Während im Delnitzkyschen Hause dieses Drama sich abspielte, war Rudolf im Begriff, Wien zu verlassen, um einige seiner im Ausland abzuhaltenden Vorträge zu absolvieren.

Zwar hätte es nicht gedrängt; bis zum ersten versprochenen Vortrag dauerte es noch vierzehn Tage, aber der Vorfall im Vorstadtwirtshaus hatte ihm einen solchen Ekel eingeflößt, daß er das sehnsüchtige Verlangen empfand, so schnell als möglich eine andere Luft zu atmen und mit ganz neuen Eindrücken den so peinlichen Eindruck zu verwischen.

Er hatte solche Eile, daß er nicht einmal von Mutter und Schwester sich verabschieden wollte. Nur über eins wollte er sich vor seiner Abreise noch aussprechen, nur eine gewisse Warnung vorzubringen, fühlte er sich verpflichtet. Zu diesem Zweck suchte er Herrn von Wegemann auf und traf ihn glücklich zu Hause. Es war eben dessen Frühstücksstunde.

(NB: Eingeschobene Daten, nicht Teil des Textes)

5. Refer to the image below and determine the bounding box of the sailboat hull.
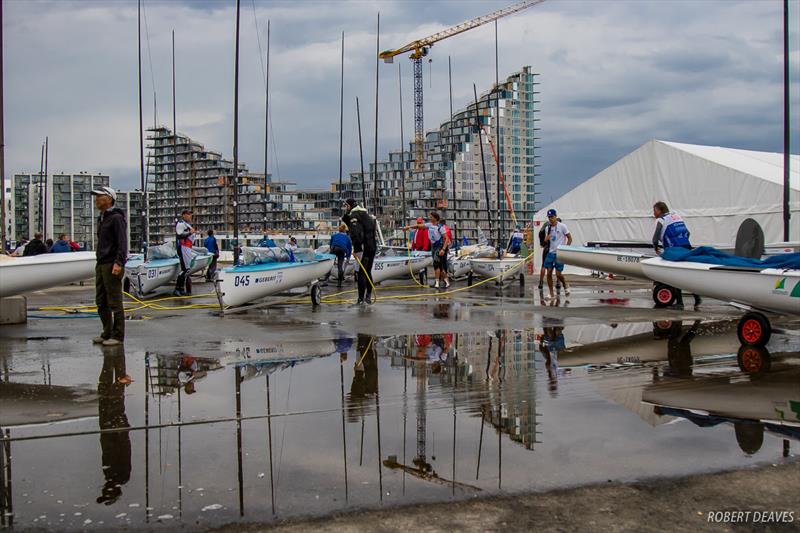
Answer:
[125,255,180,298]
[0,252,97,298]
[470,257,524,285]
[217,254,336,307]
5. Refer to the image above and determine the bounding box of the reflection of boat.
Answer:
[0,252,97,298]
[470,256,525,285]
[372,252,433,284]
[125,254,181,298]
[642,367,800,439]
[558,246,654,279]
[217,254,335,307]
[222,340,336,364]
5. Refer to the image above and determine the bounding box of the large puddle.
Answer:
[0,320,800,529]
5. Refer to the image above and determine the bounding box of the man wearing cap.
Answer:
[342,198,378,305]
[542,209,572,298]
[173,209,197,296]
[411,217,431,252]
[92,187,128,346]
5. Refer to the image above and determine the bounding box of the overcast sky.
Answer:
[3,0,800,203]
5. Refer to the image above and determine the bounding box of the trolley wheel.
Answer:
[311,283,322,307]
[736,313,772,346]
[653,283,678,307]
[736,344,772,374]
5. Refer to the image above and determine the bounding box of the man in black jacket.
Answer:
[92,187,128,346]
[342,198,378,305]
[22,233,47,257]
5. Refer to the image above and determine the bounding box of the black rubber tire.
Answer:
[311,283,322,307]
[736,313,772,347]
[653,283,678,307]
[736,344,772,375]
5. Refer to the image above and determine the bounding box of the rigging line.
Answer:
[142,2,156,118]
[252,0,267,91]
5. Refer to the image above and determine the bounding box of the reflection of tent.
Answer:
[536,140,800,256]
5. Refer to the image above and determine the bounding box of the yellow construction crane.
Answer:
[379,0,544,172]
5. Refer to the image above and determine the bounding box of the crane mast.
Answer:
[378,0,545,172]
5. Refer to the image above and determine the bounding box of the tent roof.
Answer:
[655,140,800,190]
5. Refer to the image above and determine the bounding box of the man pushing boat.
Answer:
[542,209,572,298]
[653,202,701,307]
[342,198,378,305]
[174,209,197,296]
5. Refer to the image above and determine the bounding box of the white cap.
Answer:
[92,187,117,202]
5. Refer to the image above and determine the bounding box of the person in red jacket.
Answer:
[411,217,431,252]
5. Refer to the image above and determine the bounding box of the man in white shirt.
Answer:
[542,209,572,298]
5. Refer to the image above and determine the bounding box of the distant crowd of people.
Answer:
[11,233,81,257]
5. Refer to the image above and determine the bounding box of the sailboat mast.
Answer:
[472,83,492,242]
[268,20,271,231]
[233,0,241,265]
[136,0,147,252]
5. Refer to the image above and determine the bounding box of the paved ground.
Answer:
[214,462,800,533]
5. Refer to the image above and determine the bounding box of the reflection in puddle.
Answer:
[0,324,800,529]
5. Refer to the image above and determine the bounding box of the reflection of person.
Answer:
[667,320,700,376]
[347,333,378,422]
[539,326,567,398]
[178,355,207,394]
[97,345,131,505]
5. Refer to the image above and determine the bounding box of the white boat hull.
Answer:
[217,254,336,307]
[125,255,180,298]
[189,254,214,276]
[447,254,472,278]
[470,257,525,285]
[556,246,655,279]
[641,257,800,315]
[0,252,97,298]
[372,253,433,285]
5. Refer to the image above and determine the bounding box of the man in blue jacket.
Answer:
[331,224,353,288]
[203,229,219,281]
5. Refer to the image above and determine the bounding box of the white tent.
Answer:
[536,140,800,261]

»Minister Allerdings« lud Rudolf ein, mit ihm eine Omelette und ein Beefsteak zu teilen, was dieser bereitwillig annahm, weil er wußte, daß es sich bei Tisch, und namentlich nach Tisch, bei Kaffee und Zigarre, am besten plaudern ließe. Er hatte die Absicht, sich über die Sache, die ihm am Herzen lag, gründlich auszusprechen. Zwar war Herr von Wegemann nicht mehr aktiv an der Politik beteiligt, aber er war in stetem Verkehr mit den leitenden Männern und gehörte mit allen seinen Ansichten und Neigungen der herrschenden Partei an. Dazu war er der intimste Freund desjenigen Staatsmannes, der damals den höchsten Einfluß besaß, und der als ein Mann von aufrichtig kirchlicher Gesinnung, dabei von universeller Bildung und lauterstem Charakter bekannt und allgemein – auch von seinen Gegnern – hochgeachtet war.

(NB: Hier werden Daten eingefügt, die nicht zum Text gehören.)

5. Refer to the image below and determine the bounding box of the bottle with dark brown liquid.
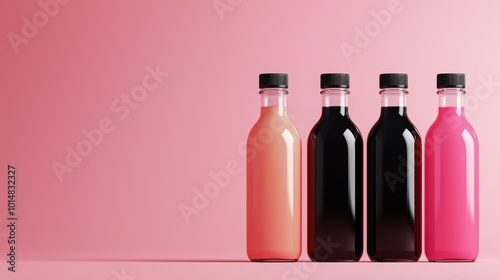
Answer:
[307,74,363,261]
[367,74,422,261]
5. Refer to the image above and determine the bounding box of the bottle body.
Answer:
[247,82,301,261]
[425,86,479,261]
[307,85,363,261]
[367,82,422,261]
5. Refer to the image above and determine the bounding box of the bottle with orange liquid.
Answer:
[247,74,302,261]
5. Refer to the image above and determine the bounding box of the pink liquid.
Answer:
[425,107,479,261]
[247,107,302,261]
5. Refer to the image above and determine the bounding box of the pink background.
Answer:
[0,0,500,276]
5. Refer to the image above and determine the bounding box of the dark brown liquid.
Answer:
[367,107,422,261]
[307,107,363,261]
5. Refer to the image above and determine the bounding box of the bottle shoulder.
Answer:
[368,117,420,141]
[249,114,300,139]
[309,118,362,141]
[426,116,477,141]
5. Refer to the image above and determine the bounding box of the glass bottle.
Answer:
[307,74,363,261]
[247,74,302,261]
[425,74,479,261]
[367,74,422,261]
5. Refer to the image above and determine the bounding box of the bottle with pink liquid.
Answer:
[425,74,479,261]
[247,74,302,261]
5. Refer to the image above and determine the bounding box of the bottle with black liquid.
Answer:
[307,74,363,261]
[367,74,422,261]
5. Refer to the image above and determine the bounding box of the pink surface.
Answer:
[0,0,500,272]
[0,261,500,280]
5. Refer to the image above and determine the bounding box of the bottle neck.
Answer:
[259,88,288,115]
[321,88,350,116]
[380,88,408,116]
[437,88,465,116]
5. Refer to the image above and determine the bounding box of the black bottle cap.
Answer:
[259,73,288,88]
[437,73,465,88]
[321,73,349,88]
[379,73,408,88]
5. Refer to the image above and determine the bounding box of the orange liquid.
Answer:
[247,107,302,261]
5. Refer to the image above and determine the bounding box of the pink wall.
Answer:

Ein gar gemütliches Hagestolzen-Heim war es, in dem Herr von Wegemann hauste. Alles, was ihn umgab, war gediegen und behaglich. Einige große schöne Frauenporträts an den Wänden ließen annehmen, daß der Minister es verstand, die sorgenlose, angenehme Gegenwart mit noch angenehmeren Erinnerungen an die Vergangenheit zu würzen.

Rudolf empfand eine gewisse, leise Anwandlung von Neid, die ihn in letzter Zeit öfters überkam, wenn er einen Menschen beobachtete, der mit sich, mit seiner Existenz, seinem Milieu und seiner Zeit in ruhiger, völliger Übereinstimmung stand; bei dem das ganze Seelenleben – Denken, Wissen, Fühlen – in eine Art System gebracht war; das alles so schön geordnet und friedlich, daß man daneben ganz gut auch seine kleinen materiellen Vergnügungen und Angelegenheiten systematisch betreiben kann, einen geregelten Haushalt haben, sein solides Vermögen administrieren, von der eigenen Klugheit und Wichtigkeit durchdrungen sein, kurz, in der Atmosphäre des engbegrenzten Egoismus sich wohlfühlen, wie der Fisch im Wasser. Während Leute, die wie er nach allen Richtungen Zustände ersehnen, Leute, die das Heimweh der Zukunft in sich tragen, sich so heimlos fühlen, so losgelöst von den kleinen Interessen der umgebenden Gegenwart.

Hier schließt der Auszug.